Demokrasiyle çözüme gitme sözünün neyi kast ettiğini söyleyen var mı? Yok!
PKK’nin ayrımcı bir terör örgütü olduğunu herkes biliyor. Devamlı isim değiştiren DEM parti ne istediğini söylüyor mu? Söylemiyor! Sade yuvarlak laf ediyor.
TBMM’sinde konuşulma şartı sanki her sorunun üstünden gelecek ve 40 bin şehidin kanı yerde kalmayacak havası yaratılırken, TBMM’nin vermesi gereken kararın ne için verileceği belli mı? Değil! PKK’yı bu güne kadar kim besledi, destekledi?
ABD destekledi. Peki, ABD, BOP’nin gâyeleri, yâni biz de diğerleri gibi parçalanmadan, PKK’ya ve Afganistan’dan, Irak’tan, Suriye’den gelmiş 2 milyona yakın eğitimli savaşçıya silah bırak der mi? Demez!
Der diyecek aklı başında bir insan var mı? Yok! Bahçeli’nin ve Erdoğan’ın çözümün ne olduğunu söylediğini duyan var mı? Yok!

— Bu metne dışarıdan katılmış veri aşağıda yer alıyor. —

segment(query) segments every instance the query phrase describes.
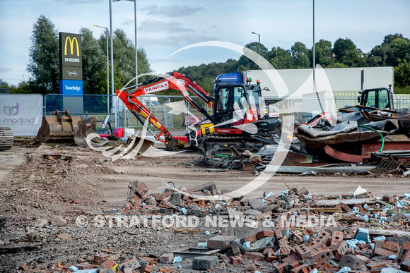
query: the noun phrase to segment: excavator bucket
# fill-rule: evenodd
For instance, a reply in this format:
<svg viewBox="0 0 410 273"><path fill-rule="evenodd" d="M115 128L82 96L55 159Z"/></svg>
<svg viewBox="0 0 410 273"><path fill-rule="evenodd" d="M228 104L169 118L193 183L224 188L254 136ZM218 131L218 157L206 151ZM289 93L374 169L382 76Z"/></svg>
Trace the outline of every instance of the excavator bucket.
<svg viewBox="0 0 410 273"><path fill-rule="evenodd" d="M100 147L108 142L107 138L101 138L97 133L96 124L97 118L95 116L78 121L77 124L78 130L74 135L74 141L77 145L80 147L88 146L87 137L90 138L89 142L93 147Z"/></svg>
<svg viewBox="0 0 410 273"><path fill-rule="evenodd" d="M11 149L13 142L11 129L9 127L0 127L0 151Z"/></svg>
<svg viewBox="0 0 410 273"><path fill-rule="evenodd" d="M78 130L77 124L82 119L81 116L72 116L68 110L55 110L54 116L42 117L41 127L35 140L40 142L47 142L49 140L72 140Z"/></svg>
<svg viewBox="0 0 410 273"><path fill-rule="evenodd" d="M136 149L139 145L140 145L141 142L142 142L142 143L141 143L139 150L136 150ZM130 146L131 145L132 145ZM153 147L154 142L150 139L134 135L131 138L128 138L128 140L127 140L127 145L129 147L128 153L134 152L135 155L143 154L144 153L146 153L146 155L149 155L152 150L152 147ZM136 153L135 153L135 152L136 152Z"/></svg>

Dikkatle dinlenirse onların söyledikleri, kendilerini sorumlu yapmayacak, belirsiz yuvarlak laflar. Sorunu, TBMM’de karara alma lafları 22 yıldır TBMM den istediği bir tek karar bile geçiremeyen muhalefetten çıkıyor. DEM Parti iktidarla beraber olursa CHP TBMM’den istediği yasayı geçirebilir mi? Geçiremez!
Aylardır başarılı olması için çalıştığım Özgür Özel Beye soruyorum: İktidar ileride sorumlu olmamak için uzak ve suskun dururken, belirsiz konuyu konuşacak komisyona CHP’nin başkanlık etmesi neden?

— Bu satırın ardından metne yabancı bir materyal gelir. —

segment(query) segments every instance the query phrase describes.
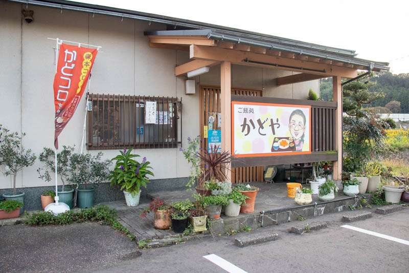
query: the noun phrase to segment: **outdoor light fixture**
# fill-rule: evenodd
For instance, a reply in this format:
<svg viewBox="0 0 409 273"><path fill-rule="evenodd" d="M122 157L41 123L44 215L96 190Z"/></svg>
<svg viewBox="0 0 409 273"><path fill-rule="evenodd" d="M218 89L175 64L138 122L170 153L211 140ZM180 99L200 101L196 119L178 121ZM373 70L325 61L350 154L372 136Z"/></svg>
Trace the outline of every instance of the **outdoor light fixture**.
<svg viewBox="0 0 409 273"><path fill-rule="evenodd" d="M210 68L209 67L201 67L200 68L193 70L193 71L188 72L188 78L193 78L193 77L199 76L202 74L208 73L210 70Z"/></svg>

Neye karar verileceğini biliyorsanız biz de bilelim, bilmiyorsanız neden CHP o gruba başkan oluyor?
Muhalefetin şu birkaç günde en az iki milyon daha fazla oy kaybettiğinin farkında olmalısınız. Bu gibi yanlışları kaldıracak üstün durumunuz henüz yok!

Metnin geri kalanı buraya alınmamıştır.